Bloom’un kendini de dahil ettiği bu ikinci okuma daha seküler daha laik bir okumadır. Bu okumanın temellerini seküler bir tarih biliminin yeniçağ başlarında kurucusu kabul edilen Giambattista Vico atmıştı. Temsilcileri arasında Foscolo, Francesko de Sanctis ile ünlü İtalyan estetikçi Benedetto Croke’nin de bulunduğu bu geleneğe Alman edebiyat tarihçisi E.R.Curtius’da dahildi. Bu geleneğe göre Dante yüzünü Augistinius’a, Aquinalıya değil kendi yarattığı imgesine dönmüştü. Bloom’un dediği gibi ‘ geleneği özümseyerek değil, geleneği (...) eğip bükerek evrenselliğe ulaşmıştı ‘.
Homeros’un Odysseus’u yaratması gibi Dante’de Beatrice’i yaratmıştı. Dante’nin bu ölümsüz aşkı Araf’ın 20.kantosundan başlayarak Cennet’in en yüksek katlarındaki ölümsüz, ilahi, sonsuz ve büyüleyici ışıkla karşılaşıncaya kadar Dante’ye eşlik eder. Dante onun yanında çok uysal biri olur.

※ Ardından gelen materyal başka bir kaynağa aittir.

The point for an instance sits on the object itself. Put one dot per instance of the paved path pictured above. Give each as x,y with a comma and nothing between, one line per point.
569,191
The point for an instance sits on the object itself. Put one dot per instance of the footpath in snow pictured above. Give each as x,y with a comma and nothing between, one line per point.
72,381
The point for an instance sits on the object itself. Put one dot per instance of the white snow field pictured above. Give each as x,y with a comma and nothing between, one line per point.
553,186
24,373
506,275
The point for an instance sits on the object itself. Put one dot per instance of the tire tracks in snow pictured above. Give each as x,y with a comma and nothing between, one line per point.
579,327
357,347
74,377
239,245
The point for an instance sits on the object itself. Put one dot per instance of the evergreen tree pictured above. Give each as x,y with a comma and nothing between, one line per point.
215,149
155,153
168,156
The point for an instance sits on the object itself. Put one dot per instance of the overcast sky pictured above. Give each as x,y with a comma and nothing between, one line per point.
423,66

Vergilius’ün karşısında meraklı bir çırak gibi davranan Dante Beatrice’in büyüleyici güzelliği karşısında tam anlamıyla teslim olur. Julia Kristeva ile Phillip Sollers çifti evlilikleri üzerine diyaloglardan oluşan kitaplarında aşkı yetişkinlerin yeniden çocukluğa iltica etmelerine benzetmişti. Aşk tıpkı çocuklukta olduğu gibi tarafları oyunun, amaçsız amaçlılığın dünyasına yeniden dönderir. Floransa sokaklarında Beatrice ile gamsızca oyunlar oynayan Dante politikanın, entrikanın, sürgünün bunaltıcı ortamından kayıp aşkına sığınarak benliğini yeniden yaratmaya çalışıyordu. Kullandığı dil, imgeler yer yer teolojik olsa da ihtişamlı kibri ile Dante bireyselliğine güçlü biçimde inanan, özerk biriydi. Neredeyse üçüncü ahit muamelesi gören İlahi Komedya bu nedenlerle aristokratik çağın ilk büyük seküler yapıtıydı.